Source Separation
Open-Unmix HQ splits a stereo music track into four independent stems — vocals, drums, bass, and other. Four independent BiLSTM models (one per stem) produce magnitude masks over the mixture STFT; an optional Wiener post-filter reconciles them. Runs on Apple Silicon via MLX.
Two engines are available: Open-Unmix HQ (lightweight, the default) and HTDemucs (Demucs v4) — a higher-quality Hybrid Transformer model selected with --engine htdemucs. Both run on Apple Silicon via MLX and output the same four stems at 44.1 kHz.
What it is
- 4 stems per track — vocals, drums, bass, other. Each is a 2-channel 44.1 kHz stem file.
- Magnitude-mask model — each stem model predicts a non-negative mask applied to the mixture spectrogram; phase is taken from the mixture.
- Wiener post-filter (optional) — soft-mask refinement across all 4 stems so they sum coherently back to the mixture. Adds ~0.5 dB SDR.
- Small footprint — 8.9M params per stem, ~136 MB total for all 4 stems.
- Apache-2.0 — upstream weights under MIT, our CoreML/MLX conversion under Apache-2.0.
Architecture
Four independent stems, each a copy of the same network:
| Stage | Shape / operation |
|---|---|
| STFT | 4096-point FFT, 1024-hop, periodic Hann window, reflect-pad. 2049 frequency bins per frame. |
| Input normalize | Crop to 1487 bins (≈16 kHz), apply learned per-bin mean + scale from training. |
| Encoder | Linear 2974 → 512 + BatchNorm + tanh. Input is 2 channels × 1487 bins. |
| BiLSTM | 3 layers, 256 hidden per direction (512 effective). Captures temporal context across frames. |
| Decoder | Skip-concat of encoder and LSTM outputs (1024) → Linear 1024 → 512 + BN + ReLU → Linear 512 → 4098. |
| Output denorm + mask | Element-wise multiply with mixture magnitude; phase from mixture; iSTFT overlap-add. |
| Wiener (optional) | Power-ratio masks across all 4 stem estimates. Refines phase so stems sum to mixture. |
Model
| Component | Value |
|---|---|
| Parameters / stem | 8.9M |
| Parameters total (4 stems) | ~35.6M |
| Sample rate | 44.1 kHz stereo |
| Chunk latency | Offline (full-track STFT) |
| Weights | aufklarer/OpenUnmix-HQ-MLX (safetensors, ~136 MB) |
| Upstream | sigsep/open-unmix-pytorch (Stöter et al., JOSS 2019) |
HTDemucs (Demucs v4)
For higher separation quality — especially on bass and drums — the package also ships HTDemucs, Meta's Hybrid Transformer Demucs. It merges a spectrogram branch and a waveform branch through a cross-domain transformer; the shipped htdemucs_ft variant is a bag of four fine-tuned sub-models, one per stem. Weights download from HuggingFace on first use. On a directional MUSDB-sample benchmark (museval / BSSEval v4) it averages +3.01 dB SDR over UMX-HQ, with the biggest gains on bass (+5.75 dB).
| Component | Value |
|---|---|
| Parameters | 168M (4 × 42M fine-tuned sub-models) |
| Sample rate | 44.1 kHz stereo |
| Windowing | 7.8 s segments, 25% overlap, triangular cross-fade |
| Weights | aufklarer/HTDemucs-FT-MLX (fp16, ~320 MB) |
| Upstream | facebookresearch/demucs (Rouard et al., ICASSP 2023) |
Quick start — Swift
import SourceSeparation
import AudioCommon
let separator = try await SourceSeparator.fromPretrained()
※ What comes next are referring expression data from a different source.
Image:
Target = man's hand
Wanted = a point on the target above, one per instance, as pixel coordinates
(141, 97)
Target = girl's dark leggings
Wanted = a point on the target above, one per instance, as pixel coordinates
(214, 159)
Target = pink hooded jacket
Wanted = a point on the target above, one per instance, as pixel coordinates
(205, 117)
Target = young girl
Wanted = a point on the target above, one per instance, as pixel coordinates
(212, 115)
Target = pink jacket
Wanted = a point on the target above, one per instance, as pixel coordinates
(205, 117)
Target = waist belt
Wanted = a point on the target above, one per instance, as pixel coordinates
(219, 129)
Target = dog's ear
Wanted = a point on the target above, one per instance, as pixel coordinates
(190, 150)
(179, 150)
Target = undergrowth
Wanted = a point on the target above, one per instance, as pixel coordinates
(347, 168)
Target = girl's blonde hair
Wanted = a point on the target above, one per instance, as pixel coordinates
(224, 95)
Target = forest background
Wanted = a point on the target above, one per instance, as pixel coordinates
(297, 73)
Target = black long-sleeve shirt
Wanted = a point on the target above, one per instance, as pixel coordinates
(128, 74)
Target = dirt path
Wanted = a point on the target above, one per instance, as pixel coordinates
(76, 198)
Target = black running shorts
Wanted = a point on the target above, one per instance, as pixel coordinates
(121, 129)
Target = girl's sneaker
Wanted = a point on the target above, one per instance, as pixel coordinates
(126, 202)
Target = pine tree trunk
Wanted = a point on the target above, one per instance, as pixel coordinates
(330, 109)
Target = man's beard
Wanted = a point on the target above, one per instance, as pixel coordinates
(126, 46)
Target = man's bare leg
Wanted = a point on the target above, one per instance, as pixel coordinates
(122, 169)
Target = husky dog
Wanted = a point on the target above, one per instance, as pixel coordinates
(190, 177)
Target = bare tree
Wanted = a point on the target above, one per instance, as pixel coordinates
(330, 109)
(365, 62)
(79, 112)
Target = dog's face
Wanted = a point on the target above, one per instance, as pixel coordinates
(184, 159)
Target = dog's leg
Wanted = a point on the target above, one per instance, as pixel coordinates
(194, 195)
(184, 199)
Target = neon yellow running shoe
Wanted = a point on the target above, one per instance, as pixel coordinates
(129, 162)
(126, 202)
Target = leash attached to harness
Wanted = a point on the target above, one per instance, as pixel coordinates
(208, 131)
let stereo = try AudioFileLoader.loadStereo(
url: URL(fileURLWithPath: "song.wav"),
targetSampleRate: 44100
)
let stems = separator.separate(audio: stereo, sampleRate: 44100)
// stems[.vocals], stems[.drums], stems[.bass], stems[.other]
// Each is [[Float]] — left channel, right channel.
try WAVWriter.writeStereo(
left: stems[.vocals]![0],
right: stems[.vocals]![1],
sampleRate: 44100,
to: URL(fileURLWithPath: "vocals.wav")
)
Pass wiener: true (default) for best quality. Pass targets: [.vocals] to extract only a subset of stems and skip the other models.
CLI
speech separate song.wav # all 4 stems into song_stems/ (Open-Unmix)
speech separate song.wav --engine htdemucs # Demucs v4 — higher quality
speech separate song.wav --engine htdemucs --htdemucs-precision int8 # smaller int8 bundle
speech separate song.wav --stems vocals # vocals only
speech separate song.wav --stems vocals,drums # subset
speech separate song.wav --output-dir /tmp/stems/ # custom output dir
speech separate song.wav --verbose # show timing
When to use
…you need a lightweight, offline source-separation pass inside an app or pipeline on Apple Silicon. 8.9M params per stem keeps download and memory modest. Magnitude-masking plus Wiener gives good stems on most pop/rock content. For state-of-the-art vocal isolation on studio material, switch to the bundled HTDemucs (Demucs v4) engine via --engine htdemucs; Open-Unmix remains the lightweight, ship-in-your-app end of the tradeoff.